Ante la pregunta directa de un reportero —“Vimos el moretón en tu mano. ¿Estás bien?”— Trump, de 79 años, respondió con tranquilidad: “Estoy muy bien. Me lo corté en la mesa. Así que me puse un poco de crema. Pero me lo corté“.
Sin embargo, el presidente añadió el consumo de aspirina otro factor causante. “Yo diría que tomes aspirina si te gusta tu corazón. Pero no tomes aspirina si no quieres tener pequeños moretones. Yo tomo la aspirina grande y cuando la tomas, te dicen que te saldrán moretones“, señaló, aludiendo a los efectos secundarios del medicamento.
Según la Harvard Health Publishing, el consumo de dicho medicamento “puede hacer que sangre con mayor facilidad, incluyendo el sangrado debajo de la piel que se observa en los moretones“. El motivo sería al efecto antiagregante plaquetario, que reduce la capacidad de la sangre para generar coágulos, provocando estos sangrados subcutáneos.
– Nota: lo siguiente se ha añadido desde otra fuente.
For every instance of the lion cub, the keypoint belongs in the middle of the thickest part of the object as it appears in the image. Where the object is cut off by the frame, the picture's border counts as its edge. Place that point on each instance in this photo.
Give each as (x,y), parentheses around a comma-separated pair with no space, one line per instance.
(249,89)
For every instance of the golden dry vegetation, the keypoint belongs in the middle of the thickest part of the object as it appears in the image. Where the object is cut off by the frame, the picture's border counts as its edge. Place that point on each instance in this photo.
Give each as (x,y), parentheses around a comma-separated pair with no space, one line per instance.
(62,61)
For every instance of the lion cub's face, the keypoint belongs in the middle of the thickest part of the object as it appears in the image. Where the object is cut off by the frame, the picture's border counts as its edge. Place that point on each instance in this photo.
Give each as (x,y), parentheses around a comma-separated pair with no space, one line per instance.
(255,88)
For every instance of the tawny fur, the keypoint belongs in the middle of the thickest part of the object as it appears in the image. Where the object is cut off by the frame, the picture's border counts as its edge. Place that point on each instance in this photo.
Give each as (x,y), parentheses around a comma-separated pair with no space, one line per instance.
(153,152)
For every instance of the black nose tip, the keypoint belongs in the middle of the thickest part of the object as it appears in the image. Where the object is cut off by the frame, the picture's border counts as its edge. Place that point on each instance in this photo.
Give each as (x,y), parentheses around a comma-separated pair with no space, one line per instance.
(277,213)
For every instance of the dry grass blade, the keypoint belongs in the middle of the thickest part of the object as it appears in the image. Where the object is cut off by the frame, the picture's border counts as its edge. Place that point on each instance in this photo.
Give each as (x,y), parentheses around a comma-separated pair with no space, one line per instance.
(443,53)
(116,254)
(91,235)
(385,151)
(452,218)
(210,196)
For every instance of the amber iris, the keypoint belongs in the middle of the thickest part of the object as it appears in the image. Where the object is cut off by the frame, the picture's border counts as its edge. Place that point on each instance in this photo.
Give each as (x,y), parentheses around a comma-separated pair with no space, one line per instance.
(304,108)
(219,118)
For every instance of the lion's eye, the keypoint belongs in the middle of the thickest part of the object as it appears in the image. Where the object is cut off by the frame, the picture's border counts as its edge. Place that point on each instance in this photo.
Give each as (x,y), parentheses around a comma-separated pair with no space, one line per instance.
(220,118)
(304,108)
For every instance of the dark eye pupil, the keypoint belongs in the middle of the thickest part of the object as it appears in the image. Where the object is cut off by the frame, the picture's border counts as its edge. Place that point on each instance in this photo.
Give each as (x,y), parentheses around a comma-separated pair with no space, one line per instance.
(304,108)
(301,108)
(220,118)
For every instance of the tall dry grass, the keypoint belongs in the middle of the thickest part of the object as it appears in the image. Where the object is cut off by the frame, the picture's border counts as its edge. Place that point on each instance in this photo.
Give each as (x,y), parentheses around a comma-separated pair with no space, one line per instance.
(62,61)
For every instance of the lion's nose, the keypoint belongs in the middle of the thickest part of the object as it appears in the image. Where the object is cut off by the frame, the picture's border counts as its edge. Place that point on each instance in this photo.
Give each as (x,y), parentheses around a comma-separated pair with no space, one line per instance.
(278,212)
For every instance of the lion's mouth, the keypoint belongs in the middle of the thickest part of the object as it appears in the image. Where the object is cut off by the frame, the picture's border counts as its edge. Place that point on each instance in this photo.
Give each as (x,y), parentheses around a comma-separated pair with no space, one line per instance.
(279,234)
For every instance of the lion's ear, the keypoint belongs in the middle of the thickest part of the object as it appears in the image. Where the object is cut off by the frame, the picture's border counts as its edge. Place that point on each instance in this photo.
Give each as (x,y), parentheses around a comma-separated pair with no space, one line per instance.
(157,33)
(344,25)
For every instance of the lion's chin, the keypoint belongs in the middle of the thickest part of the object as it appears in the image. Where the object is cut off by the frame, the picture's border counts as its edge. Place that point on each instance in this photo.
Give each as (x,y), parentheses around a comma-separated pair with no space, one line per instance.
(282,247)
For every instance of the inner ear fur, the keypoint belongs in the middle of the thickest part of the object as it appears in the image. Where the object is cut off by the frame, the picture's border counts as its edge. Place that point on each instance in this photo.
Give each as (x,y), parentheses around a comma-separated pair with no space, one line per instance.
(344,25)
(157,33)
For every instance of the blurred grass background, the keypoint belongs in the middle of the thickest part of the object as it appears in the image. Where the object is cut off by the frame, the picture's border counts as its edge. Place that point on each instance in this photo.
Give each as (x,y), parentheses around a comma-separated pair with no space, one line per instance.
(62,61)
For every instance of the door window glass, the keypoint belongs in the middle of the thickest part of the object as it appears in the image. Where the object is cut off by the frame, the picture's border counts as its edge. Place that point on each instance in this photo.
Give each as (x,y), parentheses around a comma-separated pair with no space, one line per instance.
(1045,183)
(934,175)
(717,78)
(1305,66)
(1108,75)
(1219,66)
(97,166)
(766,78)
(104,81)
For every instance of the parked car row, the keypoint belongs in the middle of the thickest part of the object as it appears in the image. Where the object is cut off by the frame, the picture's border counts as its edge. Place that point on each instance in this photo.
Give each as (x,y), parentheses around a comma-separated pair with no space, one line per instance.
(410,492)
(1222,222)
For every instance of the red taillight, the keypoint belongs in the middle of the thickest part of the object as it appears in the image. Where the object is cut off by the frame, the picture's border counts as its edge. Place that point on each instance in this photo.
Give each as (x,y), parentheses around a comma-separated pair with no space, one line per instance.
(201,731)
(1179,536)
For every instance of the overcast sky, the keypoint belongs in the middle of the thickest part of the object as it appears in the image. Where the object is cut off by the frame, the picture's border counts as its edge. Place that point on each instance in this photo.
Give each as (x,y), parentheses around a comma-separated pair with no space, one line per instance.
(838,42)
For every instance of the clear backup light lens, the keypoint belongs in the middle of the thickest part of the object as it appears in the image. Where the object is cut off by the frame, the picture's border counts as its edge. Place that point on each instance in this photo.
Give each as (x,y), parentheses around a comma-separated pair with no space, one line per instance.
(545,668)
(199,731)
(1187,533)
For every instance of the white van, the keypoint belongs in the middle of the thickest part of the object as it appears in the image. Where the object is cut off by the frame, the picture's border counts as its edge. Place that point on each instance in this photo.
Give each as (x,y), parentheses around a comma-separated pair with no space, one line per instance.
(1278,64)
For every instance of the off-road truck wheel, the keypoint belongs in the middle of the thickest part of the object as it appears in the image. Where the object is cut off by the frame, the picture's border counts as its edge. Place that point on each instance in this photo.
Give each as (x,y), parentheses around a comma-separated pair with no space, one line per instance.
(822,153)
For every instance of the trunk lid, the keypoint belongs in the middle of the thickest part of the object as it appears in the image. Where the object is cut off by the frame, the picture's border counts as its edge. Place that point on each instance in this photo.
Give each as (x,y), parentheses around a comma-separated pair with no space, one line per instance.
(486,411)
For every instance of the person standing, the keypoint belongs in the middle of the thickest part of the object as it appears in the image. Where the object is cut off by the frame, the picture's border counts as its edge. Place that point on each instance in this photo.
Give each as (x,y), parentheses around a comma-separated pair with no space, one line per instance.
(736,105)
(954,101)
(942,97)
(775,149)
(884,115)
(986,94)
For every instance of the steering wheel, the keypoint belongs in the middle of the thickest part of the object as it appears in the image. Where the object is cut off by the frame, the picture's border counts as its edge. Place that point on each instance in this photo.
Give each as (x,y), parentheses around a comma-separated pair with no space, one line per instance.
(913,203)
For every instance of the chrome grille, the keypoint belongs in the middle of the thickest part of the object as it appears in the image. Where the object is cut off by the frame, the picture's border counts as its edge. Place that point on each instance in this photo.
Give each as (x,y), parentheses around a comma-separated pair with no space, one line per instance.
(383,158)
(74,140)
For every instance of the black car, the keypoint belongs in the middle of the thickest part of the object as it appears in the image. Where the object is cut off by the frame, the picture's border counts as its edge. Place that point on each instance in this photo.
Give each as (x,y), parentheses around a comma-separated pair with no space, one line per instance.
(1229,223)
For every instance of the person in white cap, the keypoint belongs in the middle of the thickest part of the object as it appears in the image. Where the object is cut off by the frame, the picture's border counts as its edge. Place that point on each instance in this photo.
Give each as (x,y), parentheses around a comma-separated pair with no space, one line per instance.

El historial de Trump y sus moretones en las manos
Las imágenes del moretón comenzaron a circular ampliamente en redes sociales y medios de comunicación el viernes por la mañana, reflejando el persistente interés en la salud del mandatario. De tal manera, no es la primera vez que ocurre.
En junio Trump fue diagnosticado con insuficiencia venosa crónica, una afección común en adultos mayores que dificulta el retorno de la sangre al corazón. En ese mismo período, ya se le había visto con moretones en las manos, que su médico atribuyó tanto a los frecuentes apretones de manos como al uso de aspirina.
Trump ha reconocido que toma una dosis diaria alta de aspirina desde hace más de dos décadas, pese a las recomendaciones médicas de reducirla. “El doctor me dijo: ‘No tiene que tomarlo, señor. Está muy sano’. Yo le respondí: ‘No voy a correr ningún riesgo’“, relató a los periodistas.
Cabe recordar que, aunque durante años se promovió el uso preventivo de aspirina para reducir infartos y accidentes cerebrovasculares, estudios publicados en 2018 cuestionaron ese beneficio en personas sin antecedentes cardíacos y alertaron sobre mayores riesgos de sangrado e incluso de mortalidad.